While we learn a little about Ed and Lorraine, we are also simultaneously introduced to the Perron family. Their story is nothing new for a horror film. Carolyn and Roger Perron have just moved their 5 children into a big old house in the country because that’s all they can afford. The second they arrive, creepy things start happening. It’s a classic haunted house setup, but Wan never goes for the typical scare. With wide shots, long tracking shots, or shots that turn themselves 180 degrees, Wan shoots the film beautifully. He never forces the audience into a scare. There are no telegraphed moments that you see coming a mile away. He relies on sound, light, and some simple effects to make you jolt.
Carolyn Perron is played by an effective Lily Taylor, and you can’t help be reminded that Taylor co-starred in the godawful The Haunting alongside Catherine Zeta-Jones and Liam Neeson, which was an overblown, CGI mess. It makes you appreciate The Conjuring that much more that it avoids all that schlock.
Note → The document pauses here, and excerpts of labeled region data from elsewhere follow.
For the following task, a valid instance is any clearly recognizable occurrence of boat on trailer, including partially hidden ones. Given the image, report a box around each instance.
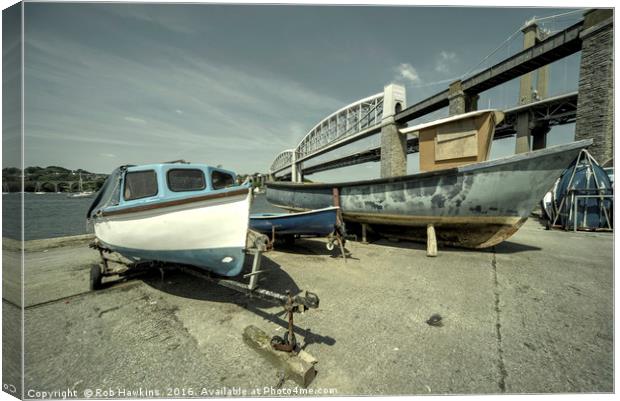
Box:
[267,110,592,248]
[250,206,346,255]
[87,162,319,342]
[88,163,252,276]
The film slowly builds to a shocking climax featuring an exorcism that will leave you breathless. While Insidious kinda lost itself with its hokey third act, The Conjuring never loses its footing. By never abandoning its characters for cheap thrills, it truly scares you with its realism. I got goosebumps several times. It’s very apparent that when the script was written and Wan came abroad that the first focus was making a good movie before they worried about getting a few jumps out of the audience. That’s why The Conjuring works so well. It’s scarier because of it.